Descriptive Statistics – Choosing Bandwidth for Kernel Density Estimation

density-estimationdescriptive statisticskernel-smoothing

Are there any heuristics for selecting the bandwidth for kernel density estimation? In other words, is a spiky curve better or a smooth one?

Best Answer

I assume your sample is from a continuous distribution. Then the situation is somewhat like it is for making histograms. If you have enough data, you want to choose the width of histogram bars to be just thin enough to suggest the shape of the population density curve without the 'raggedy' look that comes from neighboring bars of very different heights (maybe interspersed with some empty bins).

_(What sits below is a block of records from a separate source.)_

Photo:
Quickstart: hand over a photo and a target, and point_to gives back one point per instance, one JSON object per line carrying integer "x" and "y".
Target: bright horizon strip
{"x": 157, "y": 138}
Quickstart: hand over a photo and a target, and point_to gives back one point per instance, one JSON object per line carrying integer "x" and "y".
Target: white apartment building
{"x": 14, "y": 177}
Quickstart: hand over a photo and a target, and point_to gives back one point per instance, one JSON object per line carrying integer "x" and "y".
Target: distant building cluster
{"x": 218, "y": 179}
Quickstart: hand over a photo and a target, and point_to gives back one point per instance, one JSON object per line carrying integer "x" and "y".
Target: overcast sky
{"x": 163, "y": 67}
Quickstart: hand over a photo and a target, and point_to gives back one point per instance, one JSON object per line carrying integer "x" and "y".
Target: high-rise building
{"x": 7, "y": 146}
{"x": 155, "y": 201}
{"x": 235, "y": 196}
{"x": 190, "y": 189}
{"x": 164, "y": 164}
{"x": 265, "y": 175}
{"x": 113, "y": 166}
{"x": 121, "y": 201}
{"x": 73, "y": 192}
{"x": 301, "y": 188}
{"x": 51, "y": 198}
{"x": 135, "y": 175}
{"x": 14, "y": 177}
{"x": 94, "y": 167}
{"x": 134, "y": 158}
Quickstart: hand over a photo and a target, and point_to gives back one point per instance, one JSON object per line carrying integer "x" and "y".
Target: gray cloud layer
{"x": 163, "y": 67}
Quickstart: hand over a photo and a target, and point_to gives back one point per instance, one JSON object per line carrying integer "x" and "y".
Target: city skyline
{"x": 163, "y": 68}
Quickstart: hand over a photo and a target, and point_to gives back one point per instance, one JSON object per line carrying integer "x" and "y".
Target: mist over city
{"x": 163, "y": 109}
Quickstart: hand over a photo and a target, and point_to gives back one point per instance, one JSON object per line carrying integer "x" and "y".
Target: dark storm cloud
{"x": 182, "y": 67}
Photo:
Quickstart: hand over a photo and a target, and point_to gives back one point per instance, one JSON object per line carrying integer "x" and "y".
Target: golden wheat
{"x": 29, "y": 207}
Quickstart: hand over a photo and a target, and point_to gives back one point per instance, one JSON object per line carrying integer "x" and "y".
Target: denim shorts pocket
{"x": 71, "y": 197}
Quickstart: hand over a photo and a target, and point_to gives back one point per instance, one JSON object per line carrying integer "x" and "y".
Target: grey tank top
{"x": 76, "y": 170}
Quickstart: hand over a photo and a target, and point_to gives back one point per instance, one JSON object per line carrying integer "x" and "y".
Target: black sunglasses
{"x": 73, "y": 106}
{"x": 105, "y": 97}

If the population density is multi-modal (as for a mixture of several distributions), then you don't want bars so thick that you can't see the individual modes. [The link, provided by @whuber while I was writing this answer, pays particular attention to detecting modes.]

Using the KDE (kernel density estimator) of density in R, I have found that the default bandwidth is usually about right. Sometimes I halve it and sometimes I double it, depending on the task at hand.

Sampling from a normal distribution, you may need a sample as large as a thousand to get a useful density estimator.

set.seed(2921)
x1 = rnorm(500, 100, 15)
x2 = rnorm(1000, 100, 15)
x3 = rnorm(5000, 100, 15)

The three panels below compare R's default histogram bins, KDE badwiths (dotted brown), and population density (blue) for samples of sizes 500, 1000, and 5000. (Maybe the histogram at the right could use thinner bars, but eh default KDE bandwidth seems about right.)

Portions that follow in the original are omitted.